Tuesday, October 26, 2010

NACCM 2010: Estimating the ROI of Customer Centricity

Note: This presentation by Kunal Gupta of Burke at NACCM 2010 echoes the sentiment you’ll often read here on the Waypoint blog. Followers of this blog know that everything we do is linked to profitable growth (money!), so I especially enjoyed Kunal’s presenation. Read on for a summary of what everyone should be doing in their VoC program:

Show me the money.

If you think of yourself as a CFO, where should you invest? It is critical to measure success in business terms: metrics aren’t sufficient as executives speak the language of business.

The Good: Marketers have had it good for a long time! Customer-centric initiatives haven’t really been questioned. But – the Bad – because the metrics weren’t linked to the bottom line, marketers rarely got a seat at the table. This results in the Ugly: credibility is likely to erode.

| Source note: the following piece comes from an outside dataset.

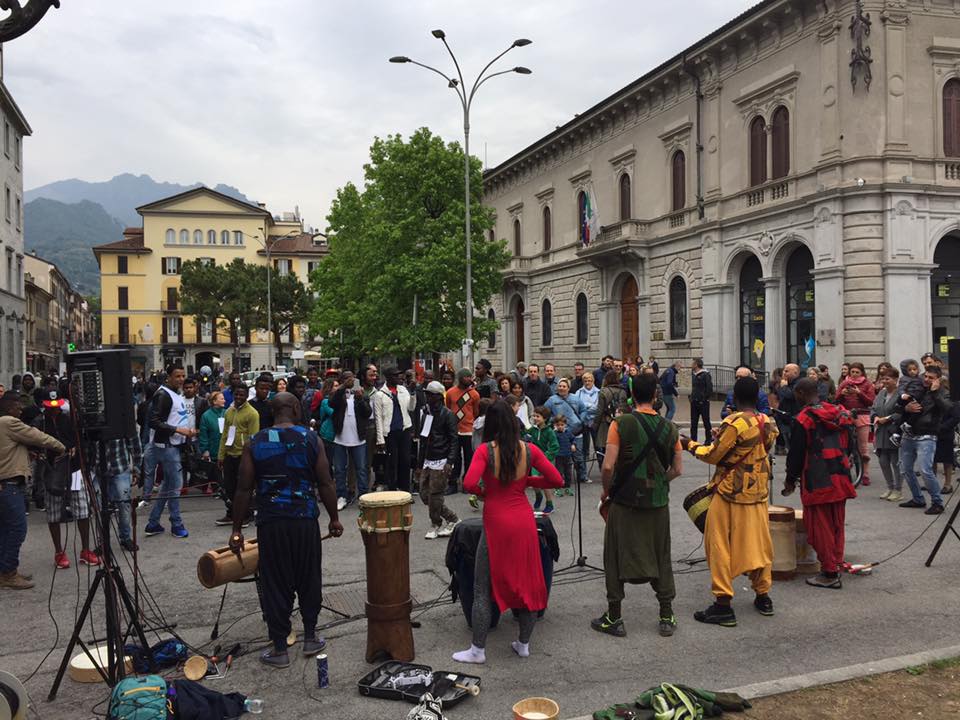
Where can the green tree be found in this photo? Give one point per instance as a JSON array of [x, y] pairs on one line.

Executives want you show them the money. So any metric you present needs to articulate a “return on marketing” as a financial metric.

Example: In 2009 the Manufactures Alliance – companies > $1B – found that less than half their members have linked customer satisfaction to business results. Those that did measure this found higher profits (22%) higher sales (22%), and increased assortment of products purchased (9%).

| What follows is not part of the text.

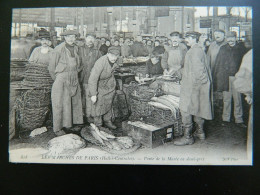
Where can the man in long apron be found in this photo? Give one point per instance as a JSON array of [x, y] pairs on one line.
[[195, 96], [66, 94], [101, 89], [89, 54]]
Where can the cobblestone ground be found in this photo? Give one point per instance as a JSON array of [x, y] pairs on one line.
[[222, 140]]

Traditional customer satisfaction starts with the customer and measures satisfaction. But Kunal contends that it is more important to improve the satisfaction of your profitable customers. He recommends reversing the causality: segment customers into profitable vs. unprofitable, and then focusing satisfaction improvements accordingly.

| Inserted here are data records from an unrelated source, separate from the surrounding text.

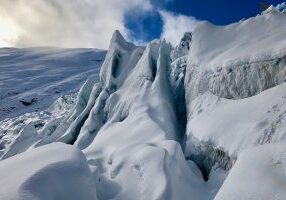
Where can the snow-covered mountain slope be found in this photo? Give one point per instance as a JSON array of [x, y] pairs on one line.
[[57, 171], [172, 123], [259, 173], [32, 79]]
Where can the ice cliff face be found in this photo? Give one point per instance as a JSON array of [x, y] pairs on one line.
[[171, 123]]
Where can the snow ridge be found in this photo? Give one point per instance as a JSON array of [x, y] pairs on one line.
[[169, 123]]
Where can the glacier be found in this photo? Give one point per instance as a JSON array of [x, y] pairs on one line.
[[203, 120]]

Since this makes sense to most, why do companies not establish this financial linkage? Excuses include:

  • -Scarcity of organizational data to support the effort: More and more data is being collected every year. If you cannot put it to use then stop collecting it.
  • -Inconclusive past evidence: ACSI has found that a 1% increase in satisfaction, shareholder value improves by an equal amount (1.02%). Reichheld found that a 12% increase in NPS doubles growth rate. Etc etc…The point is there has been quite a significant body of work published that proves the case.
  • -Lack of leadership support: Churn is inevitable, but you can minimize churn by keeping customers happy. The cost of acquisition of a new customer varies by industry, but is much larger tan retaining an existing customer. Executives care about customer centricity.
  • -Organizational aversion: It’s not about the math – get some c-level support by sharing some alarming statistics (internal or external) for not being customer centric. Then enumerate the benefits, including the ability to compute ROI. Cross-functional participation is critical.

So where to begin?

  • -Start small. Success breed momentum.
  • -No black box – make it transparent and focused on business, not statistics
  • -Remember that the “art” is as important as the “science” – make sure the message is supported by the data.

Some example data to present

  • -Average customer revenue by level of loyalty: “High Loyalty” customers often buy more.
  • -Contribution of Customer Loyalty to higher cross-sell rates
  • -Analysis of projects that require investment against the projected revenue impact

The bottom-line: If you believe that happy customers are worth more, go out and prove it.